Can you please explain the difference among “tradable assets”, “investable assets” and “risky assets”? I googled these terms, but I couldn’t find anything. I would appreciate any help.

Thanks in advance.

I should think that tradable assets and investible assets are synonymous.

Risky assets are any assets other than the risk-free asset; i.e., any assets with a nonzero standard deviation of returns.

S2000magician,

Thank you so much for your response. Shouldn’t investable or tradable assets also be risky? Moreover, risky assets should also be tradable or investible. Isn’t it? Can you please elaborate a bit? This is a bit confusing.

Thanks in advance.

I think tradeable assets are those which are traded for short term trading purpose. And investible assets stay invested for long term . Risky assets as earlier said they have non zero standard deviation of returns. Risky assets may fall in any category like investing assets or tradeable assets .
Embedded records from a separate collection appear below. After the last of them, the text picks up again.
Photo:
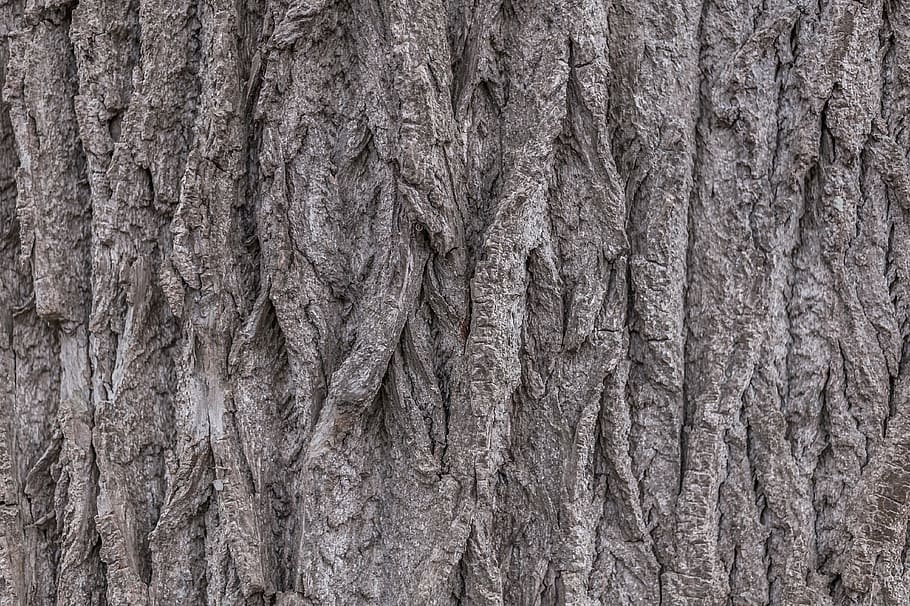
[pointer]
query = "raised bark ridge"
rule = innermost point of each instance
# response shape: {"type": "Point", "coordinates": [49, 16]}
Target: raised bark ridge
{"type": "Point", "coordinates": [413, 302]}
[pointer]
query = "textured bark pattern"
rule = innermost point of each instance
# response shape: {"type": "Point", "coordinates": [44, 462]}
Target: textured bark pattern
{"type": "Point", "coordinates": [575, 302]}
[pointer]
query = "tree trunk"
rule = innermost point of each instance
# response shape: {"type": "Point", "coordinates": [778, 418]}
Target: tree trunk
{"type": "Point", "coordinates": [382, 302]}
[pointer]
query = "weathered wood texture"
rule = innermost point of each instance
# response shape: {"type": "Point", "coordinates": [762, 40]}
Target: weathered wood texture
{"type": "Point", "coordinates": [482, 303]}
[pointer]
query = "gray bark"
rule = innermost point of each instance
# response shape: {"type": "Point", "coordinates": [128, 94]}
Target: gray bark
{"type": "Point", "coordinates": [481, 303]}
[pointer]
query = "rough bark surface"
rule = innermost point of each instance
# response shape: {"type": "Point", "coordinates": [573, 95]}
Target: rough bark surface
{"type": "Point", "coordinates": [577, 302]}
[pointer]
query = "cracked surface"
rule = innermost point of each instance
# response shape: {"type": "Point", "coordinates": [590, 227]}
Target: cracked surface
{"type": "Point", "coordinates": [307, 303]}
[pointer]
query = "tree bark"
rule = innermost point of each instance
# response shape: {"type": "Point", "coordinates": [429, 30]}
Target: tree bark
{"type": "Point", "coordinates": [316, 303]}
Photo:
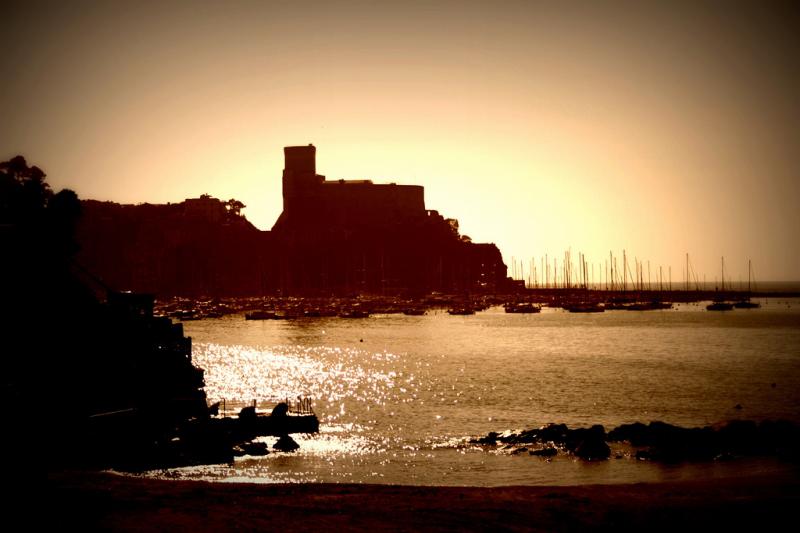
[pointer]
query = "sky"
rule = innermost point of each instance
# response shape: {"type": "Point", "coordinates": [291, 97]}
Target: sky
{"type": "Point", "coordinates": [658, 128]}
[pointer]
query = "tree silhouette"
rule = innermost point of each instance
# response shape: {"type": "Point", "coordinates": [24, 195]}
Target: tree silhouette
{"type": "Point", "coordinates": [234, 207]}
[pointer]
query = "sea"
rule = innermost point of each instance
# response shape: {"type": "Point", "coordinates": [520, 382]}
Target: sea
{"type": "Point", "coordinates": [400, 398]}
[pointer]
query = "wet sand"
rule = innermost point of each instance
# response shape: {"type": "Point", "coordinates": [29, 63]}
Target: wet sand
{"type": "Point", "coordinates": [109, 502]}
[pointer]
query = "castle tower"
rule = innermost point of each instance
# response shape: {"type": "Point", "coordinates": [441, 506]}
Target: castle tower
{"type": "Point", "coordinates": [300, 179]}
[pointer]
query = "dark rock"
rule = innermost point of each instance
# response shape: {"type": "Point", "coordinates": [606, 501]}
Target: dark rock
{"type": "Point", "coordinates": [637, 434]}
{"type": "Point", "coordinates": [282, 409]}
{"type": "Point", "coordinates": [247, 413]}
{"type": "Point", "coordinates": [545, 452]}
{"type": "Point", "coordinates": [490, 438]}
{"type": "Point", "coordinates": [251, 448]}
{"type": "Point", "coordinates": [285, 444]}
{"type": "Point", "coordinates": [553, 432]}
{"type": "Point", "coordinates": [575, 437]}
{"type": "Point", "coordinates": [740, 436]}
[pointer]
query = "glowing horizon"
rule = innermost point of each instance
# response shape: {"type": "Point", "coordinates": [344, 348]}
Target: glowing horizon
{"type": "Point", "coordinates": [652, 129]}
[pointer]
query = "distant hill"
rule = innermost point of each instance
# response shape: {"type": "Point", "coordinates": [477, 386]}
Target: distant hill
{"type": "Point", "coordinates": [333, 237]}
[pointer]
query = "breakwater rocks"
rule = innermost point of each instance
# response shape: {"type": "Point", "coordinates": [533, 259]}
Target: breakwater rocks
{"type": "Point", "coordinates": [656, 441]}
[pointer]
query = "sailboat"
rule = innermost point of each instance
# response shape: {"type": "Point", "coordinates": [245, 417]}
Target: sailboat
{"type": "Point", "coordinates": [747, 303]}
{"type": "Point", "coordinates": [720, 305]}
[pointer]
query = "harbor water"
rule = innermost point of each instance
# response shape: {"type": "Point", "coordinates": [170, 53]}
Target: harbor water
{"type": "Point", "coordinates": [399, 397]}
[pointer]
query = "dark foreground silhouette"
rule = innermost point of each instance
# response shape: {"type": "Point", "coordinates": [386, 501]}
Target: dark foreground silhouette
{"type": "Point", "coordinates": [116, 503]}
{"type": "Point", "coordinates": [656, 441]}
{"type": "Point", "coordinates": [91, 377]}
{"type": "Point", "coordinates": [337, 237]}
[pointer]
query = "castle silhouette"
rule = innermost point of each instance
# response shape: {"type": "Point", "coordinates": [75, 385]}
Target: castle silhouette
{"type": "Point", "coordinates": [332, 237]}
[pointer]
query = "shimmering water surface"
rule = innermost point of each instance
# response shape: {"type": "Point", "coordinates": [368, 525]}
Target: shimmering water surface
{"type": "Point", "coordinates": [399, 396]}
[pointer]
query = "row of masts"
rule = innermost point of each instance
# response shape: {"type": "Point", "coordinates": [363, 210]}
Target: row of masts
{"type": "Point", "coordinates": [613, 274]}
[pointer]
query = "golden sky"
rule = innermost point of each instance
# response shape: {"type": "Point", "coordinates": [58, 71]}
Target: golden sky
{"type": "Point", "coordinates": [656, 127]}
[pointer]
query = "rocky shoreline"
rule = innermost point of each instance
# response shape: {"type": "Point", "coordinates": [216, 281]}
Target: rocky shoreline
{"type": "Point", "coordinates": [656, 441]}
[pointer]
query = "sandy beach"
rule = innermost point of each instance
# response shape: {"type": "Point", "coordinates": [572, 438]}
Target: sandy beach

You can invest in and trade the risk-free asset (at least, in theory; in practice, we use things like Treasuries as proxies for risk-free assets: they’re close).

Thank you S2000magician for your response. I am a bit lost here. If I understand your post correctly, every risky asset (necessary condition) is tradeable/investable (sufficient condition). Similarly, if an asset is tradeable or investable (necessary), its risk should be ascertained (sufficient). So there is bi-directional relationship between these “risky” and “tradeable/investable” thing.

Is my understanding correct? I have to be honest: I am a bit lost.

Thanks in advance for your help.

An investable asset isn’t necessarily tradable. One can invest in a private company but it isn’t tradable on an exchange and is considered illiquiid. A tradable asset is liquid and can be easily liquidated,.

Depending on the market there can also be restrictions on investment so while tradable for a local investor, there are restrictions on ownership limitting the ownership of foreign investors so while technically tradable it is not investable to foreign investors.

This is why index providers have local and foreign versions of their indices that take these restrictions into account.

Think they actually covered this distinction best in Level 3 (back when) when discussing indexing and how to define an index as needing to be observable, investable and tradable.

Both investible and tradeable asset can be risky and fall under the non zero standard deviation of returns . It all depends upon how frequently you trade in a particular asset . If you trade very frequently in the short run it is called tradeable asset otherwise if you invest for long term It is called investible asset.